Under the HUD spending plan, payments to the program “monitoring” contractor would grow – if approved by Congress — to a record $5.2 million in FY 2017 (nearly half of the total program budget request), even though industry production continues to hover near historic lows as it recovers at a modest pace since reaching its post-regulation production minimum in 2009.
Quite simply, after engineering a record-setting 156% increase in the certification label fee paid by HUD Code manufacturers (and, ultimately, hard-pressed consumers) in 2014, the current management of the HUD program – as it has continually over the past two years – is seeking to use those increased revenues to expand a needless, needlessly costly, excessive and ever-expanding web of unnecessary HUD regulation, paper-work, record-keeping and red tape.

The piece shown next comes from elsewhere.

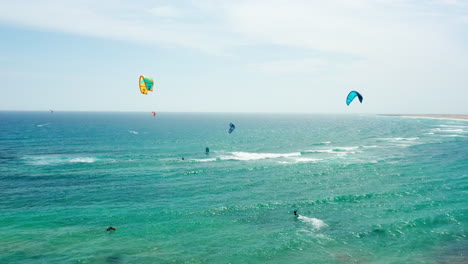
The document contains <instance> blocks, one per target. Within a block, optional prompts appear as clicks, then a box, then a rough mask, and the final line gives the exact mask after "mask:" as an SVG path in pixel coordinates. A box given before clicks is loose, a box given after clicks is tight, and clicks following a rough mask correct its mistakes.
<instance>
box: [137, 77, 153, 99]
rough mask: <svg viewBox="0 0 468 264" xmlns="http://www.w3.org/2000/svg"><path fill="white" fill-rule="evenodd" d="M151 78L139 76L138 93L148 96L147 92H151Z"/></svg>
mask: <svg viewBox="0 0 468 264" xmlns="http://www.w3.org/2000/svg"><path fill="white" fill-rule="evenodd" d="M153 85H154V82H153V78H150V77H146V76H144V75H141V76H140V92H141V93H142V94H148V91H150V92H152V91H153Z"/></svg>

This chaotic regulatory obstacle course functions as de facto corporate welfare for revenue-driven program contractors, while obstructing true industry growth and saddling consumers with unnecessarily higher prices.
Thus, despite a 52% decline in annual industry production between 2005 and 2015 (from 146,881 homes to 70,544 homes), annualized HUD payments to the monitoring contractor under the proposed FY 2017 budget would increase by nearly 66%, while per capita HUD payments to that contractor would increase by an astounding 245%. All this comes moreover, at a time when the industry is producing its best, highest quality homes, as established by the de minimus number of referrals to the HUD manufactured home Dispute Resolution system, which between 2008 and 2014 registered just 24 referrals out of total placements of 123,174 manufactured homes in federally-administered states (or a referral rate of just .019%).
Despite these absolutely minimal levels of dispute resolution referrals, under the HUD program’s FY 2017 budget, funding for the program’s federal dispute resolution contractor – consistent with HUD’s increased funding for the program “monitoring” contractor — would surge by 200% over its level in FY 2015, while funding for the program’s “default state” installation contractor (serving 13 mostly low-shipment states that accounted for just 4.7% of all HUD Code manufactured homes sited in 2015), would grow by more than 62% over FY 2015.
In each such instance, HUD continues to over-fund program contractors – paving the way for needless, make-work activity that substantially and unnecessarily increases regulatory compliance costs for manufacturers and consumers — while at the same time, it shortchanges State Administrative Agencies (SAA) which serve as the first line of consumer protection for an ever-growing number of new and existing/occupied homes, and are being pressed by HUD to perform an array of significant new functions.
Furthermore, given the HUD program’s historically dubious and non-transparent contracting practices and its abuse of the 2014 label fee hike to support and promote – under its selected career Administrator – the penetration of the “monitoring” contractor into nearly every phase of the production process, there can be no doubt that HUD, if granted de facto “notice-only” fee authority by Congress, would be back in short order seeking even higher label fee payments to fund more (and more intrusive) make-work activity for its contractors. MHARR, therefore, has – and will continue to – oppose this effort to bypass (once again) the clear requirements of applicable law.